I believe the government has no business making a decision that steals time from me – or at least daylight. Since we just ended a 126-day stretch of wasting daylight, I believe I’m owed 126 hours of sunlight by our leaders. That’s right – five days and six hours of sunlight that somehow was misspent in the morning hours. I expect them to find a way to make it right. I’m willing to take money if that’s all they can do.
As long as they get rid of the “standard time” hokum forever.
This isn’t a new argument, by the way. I’ve made this argument before. Over and over and over. (A quick check shows that I mentioned it in 2013, twice in 2012, 2011, 2010, 2007, 2006, twice in 2005 . . . Seriously. You think it’s easy to come up with column topics? It’s not . . . unless you recycle them.)
That we deliberately manipulate our clocks in November to make it get dark earlier at night makes no sense to me – we compound our depression that comes with winter by making it gloomy and dark at 4:30 p.m. It’s almost like anti-depressant manufacturers paid off the government and are using daylight wasting time to move more of their product.
I just floated a conspiracy theory that includes the makers of antidepressants and our government leaders. Seems crazy . . . but WHAT IF IT’S TRUE?!?
I know the silly arguments that the pro-darkness people make: that “studies show” that we use more energy during daylight saving time, that it wasn’t widely introduced in the United States until the 1970s, that they love to take their antidepressants from the second week of November until the second week of March.

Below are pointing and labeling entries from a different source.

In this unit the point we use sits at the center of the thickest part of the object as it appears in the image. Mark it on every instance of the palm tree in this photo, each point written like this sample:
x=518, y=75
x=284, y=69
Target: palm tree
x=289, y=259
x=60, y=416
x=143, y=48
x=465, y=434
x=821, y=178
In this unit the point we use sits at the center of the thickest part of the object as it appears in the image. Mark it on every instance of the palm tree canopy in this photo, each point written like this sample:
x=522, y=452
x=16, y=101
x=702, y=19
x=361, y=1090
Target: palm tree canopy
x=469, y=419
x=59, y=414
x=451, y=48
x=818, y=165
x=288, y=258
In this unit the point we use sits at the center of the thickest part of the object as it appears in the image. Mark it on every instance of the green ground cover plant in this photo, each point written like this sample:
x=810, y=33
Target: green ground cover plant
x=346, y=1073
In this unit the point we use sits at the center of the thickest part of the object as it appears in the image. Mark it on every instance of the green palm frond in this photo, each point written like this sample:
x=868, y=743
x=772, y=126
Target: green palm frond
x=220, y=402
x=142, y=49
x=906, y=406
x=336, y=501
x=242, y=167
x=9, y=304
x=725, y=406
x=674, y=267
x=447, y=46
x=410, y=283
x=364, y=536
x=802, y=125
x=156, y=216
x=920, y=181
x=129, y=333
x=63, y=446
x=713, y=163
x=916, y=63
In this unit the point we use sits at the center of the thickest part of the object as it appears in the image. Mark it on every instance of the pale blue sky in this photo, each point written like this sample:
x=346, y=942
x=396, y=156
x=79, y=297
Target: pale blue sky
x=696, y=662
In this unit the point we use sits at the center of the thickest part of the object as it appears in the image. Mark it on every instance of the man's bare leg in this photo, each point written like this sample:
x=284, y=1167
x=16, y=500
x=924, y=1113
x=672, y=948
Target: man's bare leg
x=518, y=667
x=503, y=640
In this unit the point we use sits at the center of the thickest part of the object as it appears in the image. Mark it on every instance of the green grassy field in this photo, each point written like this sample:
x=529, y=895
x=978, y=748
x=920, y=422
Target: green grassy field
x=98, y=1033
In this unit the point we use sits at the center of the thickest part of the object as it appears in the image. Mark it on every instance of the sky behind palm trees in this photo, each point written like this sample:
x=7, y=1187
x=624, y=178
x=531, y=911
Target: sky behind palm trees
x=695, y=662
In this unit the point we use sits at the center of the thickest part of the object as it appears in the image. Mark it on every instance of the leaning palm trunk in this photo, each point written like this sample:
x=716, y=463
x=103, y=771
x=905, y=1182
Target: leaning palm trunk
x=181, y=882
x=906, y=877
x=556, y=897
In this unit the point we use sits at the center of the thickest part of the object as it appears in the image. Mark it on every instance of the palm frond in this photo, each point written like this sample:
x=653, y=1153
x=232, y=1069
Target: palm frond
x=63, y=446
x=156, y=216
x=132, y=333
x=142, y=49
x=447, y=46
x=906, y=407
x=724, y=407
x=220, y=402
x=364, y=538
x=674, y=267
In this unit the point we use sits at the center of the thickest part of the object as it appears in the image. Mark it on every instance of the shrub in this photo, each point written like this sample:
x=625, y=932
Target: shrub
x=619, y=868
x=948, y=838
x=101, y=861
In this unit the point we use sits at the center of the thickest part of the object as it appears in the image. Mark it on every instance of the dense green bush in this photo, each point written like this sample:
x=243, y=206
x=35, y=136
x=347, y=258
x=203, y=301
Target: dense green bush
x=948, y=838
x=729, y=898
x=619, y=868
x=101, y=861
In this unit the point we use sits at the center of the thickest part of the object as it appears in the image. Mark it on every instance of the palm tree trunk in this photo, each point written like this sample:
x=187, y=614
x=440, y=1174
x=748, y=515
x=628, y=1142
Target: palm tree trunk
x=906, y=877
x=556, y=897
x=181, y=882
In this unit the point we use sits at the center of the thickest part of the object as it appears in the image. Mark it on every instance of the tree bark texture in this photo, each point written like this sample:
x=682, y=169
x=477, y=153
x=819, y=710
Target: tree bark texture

The energy claim is false. Trust me. I read that on the Internet.
The “we didn’t really use it until the 1970s” argument is specious. We also didn’t use roll-on deodorant or microwave ovens until the 1970s and do you want to go back to how it used to be? Forget about it.
Besides, the idea of daylight saving time goes back to Benjamin Franklin, who also is a Founding Father. You don’t like daylight saving time? You don’t like America. There. I said it.
So let’s celebrate that our clocks are back to what they’re supposed to be. I stand by that: Centuries ago, man randomly assigned times to the day – “noon,” “midnight,” “2 p.m.” and “8:15 a.m.,” for instance. When he did that, he was off by an hour – a mistake that remained until President Ford corrected it in his infinite wisdom in 1974. Three decades later, George W. Bush expanded it to the current 34 weeks a year. Now it’s time to make it year-round.
No more daylight wasting time.
Because I love America. And I want my 126 hours back.
Let’s quit wasting daylight. Let’s stop messing with our clocks. And let’s shut down Big Darkness, the anti-daylight saving time lobby.
Although that will steal an annual column idea – or two – from me.